No significant differences within the 8-week time point was noted between the treatment groups for flexion-extension ROM (Fig. 2B; p=.12). However, a significant decrease in ROM under flexion-extension ROM was observed for the PTA group compared with the PEEK group within the 16-week sacrifice time point (p=.04; Fig. 2B). The 16-week PTA treatment also demonstrated significantly less flexion-extension ROM compared with the 8-week PEEK, PSP, and PTA treatments (p=.04, .01, and <.01, respectively; Fig. 2B). The 16-week PSP group showed significant temporal reductions in flexion-extension ROM from the 8-week to the 16-week time point (p=.05; Fig. 2B). No significant differences were noted between the two treatment groups for flexion-extension stiffness within the 8-week or 16-week sacrifice time points (p=.20 and .09, respectively; Fig. 2E). However, the PTA group did demonstrate statistically significant increase in flexion-extension stiffness compared with the PSP and PEEK treatments at 8 weeks (p<.01 for both comparisons; Fig. 2E). Reductions in NZ were observed within the 8-week sacrifice time point for the PTA treatment compared with the PSP group (p=.04; Table). No significant differences in NZ were noted between the treatment groups within the 16-week sacrifice time points under flexion-extension (p=.11; Table). The 8-week PSP group had statistically greater NZ compared with the 16-week PEEK, PTA, and PSP treatments (p<.04, <.01, and .01, respectively; Table). The 8-week PEEK group demonstrated greater NZ compared with the 16-week PTA treatment (p=.03; Table).

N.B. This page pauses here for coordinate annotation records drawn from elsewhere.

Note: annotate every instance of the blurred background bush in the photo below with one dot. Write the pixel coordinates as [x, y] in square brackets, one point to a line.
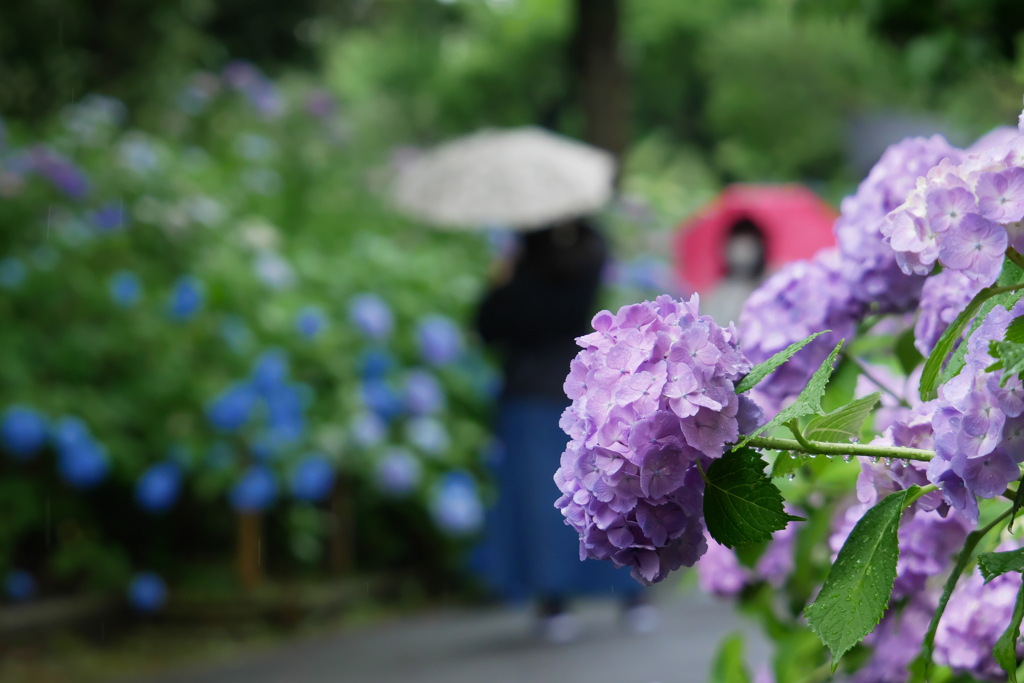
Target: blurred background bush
[214, 332]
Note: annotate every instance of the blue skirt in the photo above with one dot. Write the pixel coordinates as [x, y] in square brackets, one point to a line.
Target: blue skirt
[528, 550]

No significant differences were noted between the treatment groups for lateral bending ROM within the 8-week or 16-week sacrifice time points (p=.88 and .71, respectively; Fig. 2C). The PTA group demonstrated statistically significant lower lateral bending ROM at 16 weeks compared with the PEEK, PSP, and PTA groups at the 8-week time sacrifice point (p=.01, <.01, and <.01, respectively; Fig. 2C). The PEEK treatment at 16 weeks demonstrated a significant reduction in lateral bending ROM compared with the PSP and PTA treatments at 8 weeks (p=.02 and .03, respectively; Fig. 2C). The 16-week PSP group demonstrated significant lateral bending ROM reduction compared with the 8-week PSP group only (p=.05; Fig. 2C). A significant temporal increase in stiffness was observed for the PTA group under lateral bending (p=.02; Fig. 2F). The 8-week PSP treatment demonstrated significantly less lateral bending stiffness compared with the PEEK, PSP, and PTA 16-week samples (p=.02, .03, and <.01, respectively; Fig. 2F). No differences in NZ were noted across the treatment groups under lateral bending within the 8-week or 16-week sacrifice time points (p=.15 and .64 respectively; Table). The PSP treatment at 8 weeks exhibited a significantly greater lateral bending NZ compared with the 16-week PEEK and PTA groups (p=.02 and <.01, respectively; Table).
Micro-CTanalyses results
Sample μ-CT 3D renderings in the coronal (Fig. 3A) and midsagittal (Fig. 3B) planes of the interbody device at the 8-week and 16-week sacrifice time points are shown. Significant increases were observed in BV/TV for the PTA group compared with the PEEK and PSP groups at both the 8-week and 16-week sacrifice time points (p<.01 for all comparisons; Fig. 3C). The PTA treatment at 16 weeks also demonstrated significantly greater BV/TV compared with the PEEK and PSP treatments at 8 weeks (p=.01 and <.01, respectively; Fig. 3C). The 16-week PTA treatment demonstrated significantly lowered BV/TV compared with the 8-week PTA samples (p=.02; Fig. 3C).
Fig. 3.
Example of μ-CT 3D renderings in the coronal (A) and midsagittal (B) planes of the interbody device at the 8-week and 16-week sacrifice time points. (C) Significant increases were observed in BV/TV for the PTA group compared with the PEEK and PSP groups at both the 8-week and 16-week sacrifice time points (A, B, C, D: p<.01). The PTA treatment at 16 weeks also demonstrated significantly greater BV/TV compared with the PEEK and PSP treatments at 8 weeks (E: p=.01; F p<.01). The 16-week PTA treatment demonstrated significantly lowered BV/TV compared with the 8-week PTA samples (G: p=.02). (D) A significantly greater MDBV/MDTV ratio was observed for the PTA group compared with the PEEK and PSP groups at the 8-week sacrifice time points (H: p<.01; I: p=.02). The PTA treatment also indicated a higher MDBV/MDTV ratio compared with the PSP samples within the 16-week time point (J: p<.01). BV/TV, bone volume/total volume; CT, computed tomography; MDBV/MDTV, mean density of bone volume/mean density of total volume; PEEK, polyetheretherketone; PSP, plasma sprayed porous titanium-coated PEEK; PTA, porous titanium alloy; ROM, range of motion.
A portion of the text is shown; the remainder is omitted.